Once the frontrunner, the conservative former prime minister’s poll ratings have slumped since allegations surfaced that he paid his wife, a son and a daughter hundreds of thousands of euros of public money for minimal work.
Fillon, 63, who is being investigated by magistrates over the jobs allegations and over a gift of expensive suits, insisted on his innocence.
He denounced what he calls the Socialist government’s “manipulations” that he says are designed to eliminate him from the presidential race.
Fillon told BFM television on Monday “if I had any doubt about my guilt, I wouldn’t be a candidate.”
He said he made a mistake when he initially announced he would withdraw if charged and suggested the government built up the case against him from nothing. He said: “I provided a means to eliminate me from the presidential race.”
“If I had the slightest doubt about my guilt I wouldn’t be a candidate in the presidential election,” he added.

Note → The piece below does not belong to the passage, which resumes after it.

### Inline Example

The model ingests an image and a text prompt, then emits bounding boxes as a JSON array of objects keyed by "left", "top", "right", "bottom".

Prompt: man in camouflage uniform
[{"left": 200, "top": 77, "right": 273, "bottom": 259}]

He said he was the victim of “manipulation”, but drew back from previous allegations that Hollande, a Socialist president who is not standing for a second term, had personally led a smear campaign against him. He said he could not prove this.
He said however that prosecutors should open an inquiry into allegations made in a book by two journalists from satirical weekly Le Canard Enchaine that Hollande had judicial wiretaps that interested him sent to his office.
“Prosecutors should take up this case. If they don’t do so and if I am elected president, there will be a parliamentary commission of inquiry,” Fillon said.
Hollande’s office has rejected Fillon’s accusations and denied interference in the justice system.
Two polls on Monday showed far-right leader Marine Le Pen and centrist Emmanuel Macron neck-and-neck in the race, with each predicted to receive about 25 percent of the vote in the April 23 first round.
Macron had a half-point lead over Le Pen in an IFOP-Fiducial poll, while an Opinionway poll gave Le Pen a one-point lead over Macron. Both polls had Fillon lagging well behind in third place.
Only the top two candidates go through to the May 7 run-off, where polls predict Macron would easily beat Le Pen, who wants to take France out of the euro and hold a referendum on EU membership.